201713Mar15:0015:50Who is to blame for the Greek Economic Crisis?15:00 - 15:50

Event Details

A roundtable discussion presented and moderated by
Dimitris Lazopoulos, Instructor of Finance.

When: Monday, March 13, 15:00 – 15:50

Where: Deree Faculty Lounge

Organized by: Faculty Research Seminars 2016-17 Series


Bio

Bachelor in Economics, Athens University of Economics and Business; Master in International Affairs, School of International and Public Affairs, Colombia University.

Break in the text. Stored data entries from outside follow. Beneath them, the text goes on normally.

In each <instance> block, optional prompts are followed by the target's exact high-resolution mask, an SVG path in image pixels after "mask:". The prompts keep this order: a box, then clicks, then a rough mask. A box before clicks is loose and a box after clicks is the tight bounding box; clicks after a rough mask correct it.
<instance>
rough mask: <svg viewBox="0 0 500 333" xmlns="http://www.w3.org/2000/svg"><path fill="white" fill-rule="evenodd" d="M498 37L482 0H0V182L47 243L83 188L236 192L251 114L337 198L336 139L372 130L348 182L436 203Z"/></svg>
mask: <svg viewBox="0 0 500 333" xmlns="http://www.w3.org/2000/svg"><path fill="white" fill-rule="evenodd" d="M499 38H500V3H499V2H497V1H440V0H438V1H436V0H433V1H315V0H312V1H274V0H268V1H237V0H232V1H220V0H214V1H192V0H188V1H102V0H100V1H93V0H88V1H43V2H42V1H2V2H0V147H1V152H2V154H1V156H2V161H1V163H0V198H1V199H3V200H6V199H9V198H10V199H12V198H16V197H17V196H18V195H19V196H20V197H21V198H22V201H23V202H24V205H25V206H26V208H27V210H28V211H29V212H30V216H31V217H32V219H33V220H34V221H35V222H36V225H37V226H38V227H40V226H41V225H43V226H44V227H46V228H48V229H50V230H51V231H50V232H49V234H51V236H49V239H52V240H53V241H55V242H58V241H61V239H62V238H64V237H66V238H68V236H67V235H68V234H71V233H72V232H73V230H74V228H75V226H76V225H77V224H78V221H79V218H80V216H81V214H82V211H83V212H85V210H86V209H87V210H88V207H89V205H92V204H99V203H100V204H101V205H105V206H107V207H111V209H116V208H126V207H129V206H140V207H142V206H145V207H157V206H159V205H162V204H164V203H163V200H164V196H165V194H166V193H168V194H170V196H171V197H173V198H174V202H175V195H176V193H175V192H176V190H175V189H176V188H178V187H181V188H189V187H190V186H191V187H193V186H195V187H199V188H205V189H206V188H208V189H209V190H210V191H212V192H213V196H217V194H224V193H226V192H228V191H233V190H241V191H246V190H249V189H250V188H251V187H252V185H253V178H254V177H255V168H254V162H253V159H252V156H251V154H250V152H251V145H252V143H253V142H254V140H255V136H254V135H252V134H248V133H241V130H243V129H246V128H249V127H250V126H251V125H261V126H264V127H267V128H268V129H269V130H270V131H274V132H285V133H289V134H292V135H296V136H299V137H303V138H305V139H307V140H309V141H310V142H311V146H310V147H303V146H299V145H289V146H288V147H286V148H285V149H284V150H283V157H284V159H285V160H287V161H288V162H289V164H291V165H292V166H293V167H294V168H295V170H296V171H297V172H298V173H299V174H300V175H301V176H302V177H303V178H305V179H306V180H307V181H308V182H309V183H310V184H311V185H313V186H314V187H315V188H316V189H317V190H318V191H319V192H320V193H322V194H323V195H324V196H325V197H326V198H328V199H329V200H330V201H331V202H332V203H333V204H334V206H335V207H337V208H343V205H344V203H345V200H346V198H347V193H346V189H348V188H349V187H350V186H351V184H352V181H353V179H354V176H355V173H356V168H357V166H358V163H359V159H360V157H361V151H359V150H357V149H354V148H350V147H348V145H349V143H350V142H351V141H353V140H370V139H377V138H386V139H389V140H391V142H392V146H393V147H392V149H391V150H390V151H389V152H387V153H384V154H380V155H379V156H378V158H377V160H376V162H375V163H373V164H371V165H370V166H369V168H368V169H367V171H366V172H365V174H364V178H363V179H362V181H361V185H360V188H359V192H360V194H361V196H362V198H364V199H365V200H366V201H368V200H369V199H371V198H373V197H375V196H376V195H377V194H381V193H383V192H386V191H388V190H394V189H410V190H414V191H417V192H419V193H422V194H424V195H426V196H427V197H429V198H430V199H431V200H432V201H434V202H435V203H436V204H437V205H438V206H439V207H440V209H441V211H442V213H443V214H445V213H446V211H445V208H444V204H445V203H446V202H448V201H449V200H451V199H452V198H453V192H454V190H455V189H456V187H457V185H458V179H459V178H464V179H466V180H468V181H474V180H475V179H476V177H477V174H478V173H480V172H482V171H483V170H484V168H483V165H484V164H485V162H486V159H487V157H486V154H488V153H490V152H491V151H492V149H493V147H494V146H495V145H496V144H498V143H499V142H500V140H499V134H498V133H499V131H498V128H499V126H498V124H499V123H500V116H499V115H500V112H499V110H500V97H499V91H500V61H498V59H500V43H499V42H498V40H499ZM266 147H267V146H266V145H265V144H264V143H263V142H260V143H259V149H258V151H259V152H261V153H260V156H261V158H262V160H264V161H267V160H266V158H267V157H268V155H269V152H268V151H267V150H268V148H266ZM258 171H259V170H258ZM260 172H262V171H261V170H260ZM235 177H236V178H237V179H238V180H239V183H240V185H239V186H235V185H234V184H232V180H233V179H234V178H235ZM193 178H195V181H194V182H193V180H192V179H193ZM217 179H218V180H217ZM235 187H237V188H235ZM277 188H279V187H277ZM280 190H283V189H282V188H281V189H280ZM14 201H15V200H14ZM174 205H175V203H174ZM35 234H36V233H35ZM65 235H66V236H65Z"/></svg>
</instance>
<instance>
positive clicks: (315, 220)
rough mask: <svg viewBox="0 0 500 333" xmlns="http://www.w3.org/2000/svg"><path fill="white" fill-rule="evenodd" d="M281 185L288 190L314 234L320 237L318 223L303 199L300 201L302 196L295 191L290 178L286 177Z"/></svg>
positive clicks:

Lazopoulos has been an instructor at the Department of Accounting and Finance, and the Department of International Tourism and Hospitality Management, at the Deree School of Business since 2000. Since 1987, Lazopoulos has held managerial positions in international banks in the field of wealth and asset management in Switzerland, Holland, and Greece, before establishing his own consultancy office in Athens in 2000.

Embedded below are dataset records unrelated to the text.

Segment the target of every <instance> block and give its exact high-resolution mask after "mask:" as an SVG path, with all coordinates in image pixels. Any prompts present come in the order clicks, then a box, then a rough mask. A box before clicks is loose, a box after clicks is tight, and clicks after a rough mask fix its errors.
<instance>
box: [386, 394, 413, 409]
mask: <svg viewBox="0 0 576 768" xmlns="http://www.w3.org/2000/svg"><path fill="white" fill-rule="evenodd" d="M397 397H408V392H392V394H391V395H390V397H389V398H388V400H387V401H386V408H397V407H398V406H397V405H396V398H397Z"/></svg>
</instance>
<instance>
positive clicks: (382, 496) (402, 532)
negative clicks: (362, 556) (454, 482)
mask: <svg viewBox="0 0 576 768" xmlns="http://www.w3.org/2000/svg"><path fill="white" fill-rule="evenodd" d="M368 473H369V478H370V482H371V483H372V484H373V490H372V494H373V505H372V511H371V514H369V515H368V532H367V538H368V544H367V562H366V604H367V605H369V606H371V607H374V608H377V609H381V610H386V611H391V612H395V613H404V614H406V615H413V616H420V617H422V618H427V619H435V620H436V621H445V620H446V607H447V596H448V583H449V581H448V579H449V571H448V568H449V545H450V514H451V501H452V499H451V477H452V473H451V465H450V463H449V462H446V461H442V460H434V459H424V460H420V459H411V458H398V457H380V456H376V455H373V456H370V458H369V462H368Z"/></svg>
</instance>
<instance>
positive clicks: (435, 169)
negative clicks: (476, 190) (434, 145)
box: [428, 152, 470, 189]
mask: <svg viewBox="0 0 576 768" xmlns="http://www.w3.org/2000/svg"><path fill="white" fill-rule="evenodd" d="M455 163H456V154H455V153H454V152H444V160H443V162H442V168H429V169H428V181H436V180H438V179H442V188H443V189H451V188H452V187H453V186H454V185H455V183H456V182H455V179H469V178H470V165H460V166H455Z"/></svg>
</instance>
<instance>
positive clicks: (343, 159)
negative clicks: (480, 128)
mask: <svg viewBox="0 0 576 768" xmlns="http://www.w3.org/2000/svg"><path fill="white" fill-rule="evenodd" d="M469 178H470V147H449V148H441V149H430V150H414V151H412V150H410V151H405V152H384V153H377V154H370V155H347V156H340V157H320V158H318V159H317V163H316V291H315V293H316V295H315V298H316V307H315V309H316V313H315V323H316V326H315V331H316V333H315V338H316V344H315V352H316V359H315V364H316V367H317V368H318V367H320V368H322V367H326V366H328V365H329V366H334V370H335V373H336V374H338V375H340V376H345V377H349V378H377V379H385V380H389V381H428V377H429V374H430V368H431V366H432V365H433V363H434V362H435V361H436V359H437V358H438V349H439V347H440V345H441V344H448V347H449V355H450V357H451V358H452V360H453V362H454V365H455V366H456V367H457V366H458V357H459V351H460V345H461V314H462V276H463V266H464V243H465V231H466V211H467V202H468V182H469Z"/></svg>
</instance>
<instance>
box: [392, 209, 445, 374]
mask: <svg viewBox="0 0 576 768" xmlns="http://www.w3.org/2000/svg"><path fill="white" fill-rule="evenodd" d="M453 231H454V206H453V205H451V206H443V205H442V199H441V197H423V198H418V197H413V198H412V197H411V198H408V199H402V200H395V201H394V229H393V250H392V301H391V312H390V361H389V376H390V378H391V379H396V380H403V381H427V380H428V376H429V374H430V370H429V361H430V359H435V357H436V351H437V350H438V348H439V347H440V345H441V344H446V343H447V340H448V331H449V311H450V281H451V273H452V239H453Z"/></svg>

His research focuses on the following areas: financial markets, valuation analysis and techniques, hospitality economics, developmental economics, distressed macro-analysis, and the philosophy of mathematics.

Abstract

The central idea presented is based on a 2015 ACG Review article, and it is that the collapse of the Greek economy was a predictable event, and that it was only a matter of time before it happened.

After a long-term developmental cycle of approximately 55 years with relatively high growth rates, the economy of Greece was due for an inevitable correction. From this point of view, the international debt crisis of 2007 simply exacerbated the local economic fall and the bursting of the financial bubble; it was only the pretext, not the real reason behind the country’s local financial havoc.

The theoretical foundation of this thesis, presenting the megacycle financial destiny of Greece from a new perspective, is based on the Kondratiev economic super cycles of the Russian economist Nikolai Kondratiev.